Bevin’s general counsel, Steve Pitt, informed the committee’s chairman, Democratic Rep. Jim Wayne of Louisville, of the governor’s opinion in a two-page letter Thursday. Pitt also told Wayne in the letter that two Transportation Cabinet employees will not be testifying at a scheduled meeting Friday of the House Investigatory Committee on Executive Actions.
Wayne said he was studying Pitt’s letter and would not comment on it until Friday’s meeting.
House Speaker Greg Stumbo, D-Prestonsburg, appointed the panel earlier this month to investigate claims that Bevin delayed an $11 million extension of East Brannon Road in Jessamine County as political retribution against Democratic Rep. Russ Meyer of Nicholasville for not switching political parties last December.
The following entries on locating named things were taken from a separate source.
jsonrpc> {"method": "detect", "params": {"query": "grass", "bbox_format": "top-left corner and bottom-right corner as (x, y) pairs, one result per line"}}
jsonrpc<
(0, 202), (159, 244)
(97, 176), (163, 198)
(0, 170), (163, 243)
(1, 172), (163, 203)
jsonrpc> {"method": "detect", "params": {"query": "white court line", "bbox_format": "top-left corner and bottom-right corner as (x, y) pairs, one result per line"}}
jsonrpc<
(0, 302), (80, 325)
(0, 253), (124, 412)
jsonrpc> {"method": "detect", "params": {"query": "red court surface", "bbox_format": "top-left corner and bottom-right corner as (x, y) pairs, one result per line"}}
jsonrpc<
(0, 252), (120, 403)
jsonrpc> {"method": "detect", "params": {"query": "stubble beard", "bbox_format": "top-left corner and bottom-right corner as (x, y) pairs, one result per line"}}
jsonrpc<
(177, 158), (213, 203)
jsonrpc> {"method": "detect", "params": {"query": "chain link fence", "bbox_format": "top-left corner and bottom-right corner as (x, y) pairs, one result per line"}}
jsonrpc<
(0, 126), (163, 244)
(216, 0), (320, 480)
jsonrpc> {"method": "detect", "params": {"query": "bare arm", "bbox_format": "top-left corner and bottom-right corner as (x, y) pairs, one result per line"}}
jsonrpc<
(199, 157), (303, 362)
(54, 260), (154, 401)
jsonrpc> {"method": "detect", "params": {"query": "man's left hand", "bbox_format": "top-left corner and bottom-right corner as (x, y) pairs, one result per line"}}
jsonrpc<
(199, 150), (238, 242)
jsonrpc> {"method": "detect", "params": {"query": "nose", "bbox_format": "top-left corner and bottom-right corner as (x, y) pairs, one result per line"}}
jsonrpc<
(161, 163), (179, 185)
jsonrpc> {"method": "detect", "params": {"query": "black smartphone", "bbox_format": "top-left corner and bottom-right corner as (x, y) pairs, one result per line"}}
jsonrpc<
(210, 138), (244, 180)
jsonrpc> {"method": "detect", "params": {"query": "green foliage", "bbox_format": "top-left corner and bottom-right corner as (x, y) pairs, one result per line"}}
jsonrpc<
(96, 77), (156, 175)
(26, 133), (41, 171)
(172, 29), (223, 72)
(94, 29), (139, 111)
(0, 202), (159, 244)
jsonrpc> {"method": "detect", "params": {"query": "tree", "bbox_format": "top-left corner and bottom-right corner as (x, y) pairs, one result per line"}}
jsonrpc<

Bevin has said he delayed the project because the administration of former Democratic Gov. Steve Beshear didn’t secure a necessary portion of land before the deadline to begin work. The state was contractually obligated to pay The Allen Co. $625,000 in damages because of the delay.
Pitt told Wayne Thursday that the executive branch “welcomes the opportunity, at the appropriate time, for a full exposition of the facts” concerning the road project.
“Regardless, we do not believe your committee is authorized to conduct such an investigation into the Bevin or Beshear administration, or, in particular, to summon witnesses for testimony under oath,” Pitt said.
Pitt said the committee’s rules are “overly restrictive and not conducive to a full and fair determination of the facts.” He said he understood that only the chairman can ask witnesses questions and other members must submit their questions to him in writing to use at his discretion.
“I don’t know where they came up with that,” said Wayne, who said he wants the meetings to be open with members asking anything they want.
Pitt said the Bevin administration declines, “at least temporarily,” to produce for Friday’s meeting Paul Looney and Ryan Griffith of the Transportation Cabinet. Looney is deputy state highway engineer for project development, and Griffith is the cabinet’s director of the division of construction.
“We will, however, consider making them available on a latter date if you will provide us with your purported legal authority to act as a lawful committee of the General Assembly and, in particular, to summon witnesses and question them under oath,” said Pitt.
In the meantime, Griffith and Looney would be willing to voluntarily answer the committee’s written questions, he said.